Da ist sie nun, die Fortsetzung, die eigentlich keine ist oder sein soll, dennoch aber eine Nummer am Ende trägt. Bei der Titelgebung ignoriert der Verlag wie gewohnt das Original und bleibt seiner Linie von „Ein-Wort-Titeln, die mit ‚V‘ beginnen“ treu.

Nur beim Cover hat sich etwas verändert … das allerdings hat mich wirklich gewundert, hätte doch gerade hier die Laufkundschaft im Buchladen, die noch die alten Taschenbücher kennt, sofort die Verbindung zur MILLENNIUM-Trilogie von Stieg Larsson herstellen können. Wer also nicht im Vorfeld weiß, dass diese Geschichte die gleichen Protagonisten beschäftigt, der läuft womöglich an diesem Titel vorbei, obwohl er das gar nicht gewollt hätte. Ob es hilft, dass im Vorfeld die MILLENNIUM-Romane noch mal in genau diesem neuen Design wiederveröffentlicht wurden, damit das neue Cover doch in die Reihe passt, das werden die Verkaufszahlen zeigen.

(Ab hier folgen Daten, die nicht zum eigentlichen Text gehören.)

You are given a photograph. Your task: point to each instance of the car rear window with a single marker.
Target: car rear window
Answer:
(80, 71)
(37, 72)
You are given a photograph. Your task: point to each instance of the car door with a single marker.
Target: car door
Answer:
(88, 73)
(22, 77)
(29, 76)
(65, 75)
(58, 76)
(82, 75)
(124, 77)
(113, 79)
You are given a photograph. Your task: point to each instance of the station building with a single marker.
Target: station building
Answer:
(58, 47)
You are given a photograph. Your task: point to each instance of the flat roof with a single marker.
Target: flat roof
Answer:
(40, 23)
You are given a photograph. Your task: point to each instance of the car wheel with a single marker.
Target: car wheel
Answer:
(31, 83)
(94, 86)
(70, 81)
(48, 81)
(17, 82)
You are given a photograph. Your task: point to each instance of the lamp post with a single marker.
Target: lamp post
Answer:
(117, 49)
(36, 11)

Die werden aber sicher wieder ordentlich in die Höhe schießen, nicht zuletzt aufgrund des gehörigen Werberummels, der im Vorfeld in aller Welt veranstaltet wurde. Der Roman erscheint zeitgleich bei über zwei Dutzend Verlagen in aller Welt und angeblich war die Entstehung des Plots so geheim, dass die Story an einem Computer ohne Internetzugang geschrieben wurde. Und wenn der Autor mal ins Netz musste, tat er das nach eigener Aussage einer schwedischen Zeitung gegenüber an einem anderen Computer. Paranoid much?

Was passiert also in der Story, von der der schwedische Verlag sagt, dass die unvollendeten Hinterlassenschaften von Stieg Larsson keinen Eingang gefunden hätten, der Autor aber betont, er würde sich schon einiger der Handlungsfäden annehmen?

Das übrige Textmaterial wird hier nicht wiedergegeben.